Em matéria de valoração das provas e formação da convicção do julgador, o Prof. ANTUNES VARELA esclarece que "a demonstração da realidade a que tende a prova não é uma operação lógica, visando a certeza absoluta (a irrefragável exclusão da possibilidade de o facto não ter ocorrido ou ter ocorrido de modo diferente), como é, por exemplo, o desenvolvimento de um teorema nas ciências matemáticas. (…). A prova visa, apenas, de acordo com os critérios de razoabilidade essenciais à aplicação prática do Direito, criar no espírito do julgador um estado de convicção assente na certeza relativa do facto" (em Manual de Processo Civil, Coimbra Editora, 1984, p. 419-420).

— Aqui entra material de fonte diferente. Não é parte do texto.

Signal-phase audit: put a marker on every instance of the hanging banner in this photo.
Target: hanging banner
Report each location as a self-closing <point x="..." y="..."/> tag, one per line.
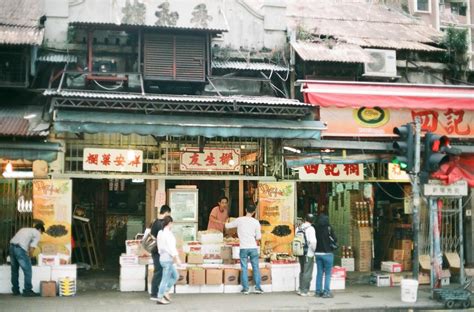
<point x="373" y="122"/>
<point x="211" y="159"/>
<point x="276" y="211"/>
<point x="52" y="204"/>
<point x="104" y="159"/>
<point x="332" y="172"/>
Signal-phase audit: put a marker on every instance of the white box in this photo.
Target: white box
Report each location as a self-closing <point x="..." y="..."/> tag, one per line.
<point x="212" y="289"/>
<point x="392" y="267"/>
<point x="132" y="272"/>
<point x="210" y="237"/>
<point x="128" y="259"/>
<point x="132" y="284"/>
<point x="61" y="271"/>
<point x="348" y="264"/>
<point x="187" y="289"/>
<point x="232" y="289"/>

Também o Prof. LEBRE DE FREITAS escreve que, no âmbito do princípio da livre apreciação da prova, "ao julgador cabe, depois da prova produzida, tirar as sua conclusões, em conformidade com as impressões recém-colhidas e com a convicção que através delas se foi gerando no seu espírito, de acordo com as máximas da experiência que forem aplicáveis". E acrescenta que "não é exigível que a convicção do julgador sobre a validade dos factos alegados pelas partes equivalha a uma absoluta certeza, raramente atingível pelo conhecimento humano. Basta-lhe assentar num juízo de suficiente probabilidade ou verosimilhança" (em Introdução ao Processo Civil – Conceito e Princípios Gerais à Luz do Código Revisto, Coimbra Editora, 1996, p. 157 e 160-161).

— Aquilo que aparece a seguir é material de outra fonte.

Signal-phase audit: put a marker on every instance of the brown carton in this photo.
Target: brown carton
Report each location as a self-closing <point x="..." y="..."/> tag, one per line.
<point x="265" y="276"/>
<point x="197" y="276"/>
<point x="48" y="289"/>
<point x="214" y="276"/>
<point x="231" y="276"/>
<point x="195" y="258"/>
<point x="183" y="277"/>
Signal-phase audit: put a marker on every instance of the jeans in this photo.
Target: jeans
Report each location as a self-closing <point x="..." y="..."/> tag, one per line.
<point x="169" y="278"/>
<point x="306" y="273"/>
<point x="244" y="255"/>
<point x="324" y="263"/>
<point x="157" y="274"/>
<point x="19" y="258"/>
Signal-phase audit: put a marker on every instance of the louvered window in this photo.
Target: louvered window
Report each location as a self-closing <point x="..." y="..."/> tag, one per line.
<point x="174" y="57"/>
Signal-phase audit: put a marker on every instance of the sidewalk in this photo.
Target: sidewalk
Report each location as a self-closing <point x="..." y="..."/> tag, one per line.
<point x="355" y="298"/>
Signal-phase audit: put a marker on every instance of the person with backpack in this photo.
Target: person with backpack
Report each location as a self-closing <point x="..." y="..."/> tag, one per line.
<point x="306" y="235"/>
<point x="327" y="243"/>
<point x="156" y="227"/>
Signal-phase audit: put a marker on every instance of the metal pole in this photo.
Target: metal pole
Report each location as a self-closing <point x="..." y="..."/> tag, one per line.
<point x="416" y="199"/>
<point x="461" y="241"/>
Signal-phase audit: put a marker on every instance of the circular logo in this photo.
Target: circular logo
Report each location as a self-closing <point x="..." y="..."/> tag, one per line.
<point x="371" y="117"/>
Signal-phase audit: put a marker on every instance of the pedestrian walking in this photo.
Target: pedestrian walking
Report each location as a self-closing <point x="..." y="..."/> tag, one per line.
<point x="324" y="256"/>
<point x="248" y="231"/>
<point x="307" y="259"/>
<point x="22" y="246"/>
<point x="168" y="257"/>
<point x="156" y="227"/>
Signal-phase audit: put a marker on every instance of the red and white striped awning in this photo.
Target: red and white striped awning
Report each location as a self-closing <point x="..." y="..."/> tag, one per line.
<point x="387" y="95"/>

Os elementos de prova anteriormente referidos conferem um juízo de convicção segura, de elevada probabilidade, de certeza relativa, de que o embate ocorreu dentro da hemifaixa de rodagem do lado direito atento o sentido seguido pelo veículo do autor, e, portanto, dentro da mão de trânsito deste, e que foi provocado pelo facto de o veículo conduzido pelo réu C………. ter ultrapassado a linha contínua que delimitava o eixo da via e entrado a circular naquela hemifaixa de rodagem.
E assim, as respostas dadas aos quesitos n.º 1, 2 e 3 devem ser alteradas para:
Quesito n.º 1 – Provado que o veículo NO-..-.., conduzido pelo réu C………., entrou a circular na metade esquerda da faixa de rodagem, considerando o sentido em que seguia.
Quesito n.º 2 – Provado.
Quesito n.º 3 – Provado.
Porém, das mesmas provas não decorre minimamente que o réu C………. fosse desatento e que fosse por desatenção sua que o veículo entrou a circular na hemifaixa de sentido contrário. O documento de fls. 10 não descreve a causa ou o motivo porque o condutor C………. deixou que o veículo que conduzia entrasse na hemifaixa de sentido contrário. E essa causa também não se pode presumir do conteúdo de tal documento. Pelo que as respostas negativas dadas aos quesitos n.º 5 e 6 devem manter-se.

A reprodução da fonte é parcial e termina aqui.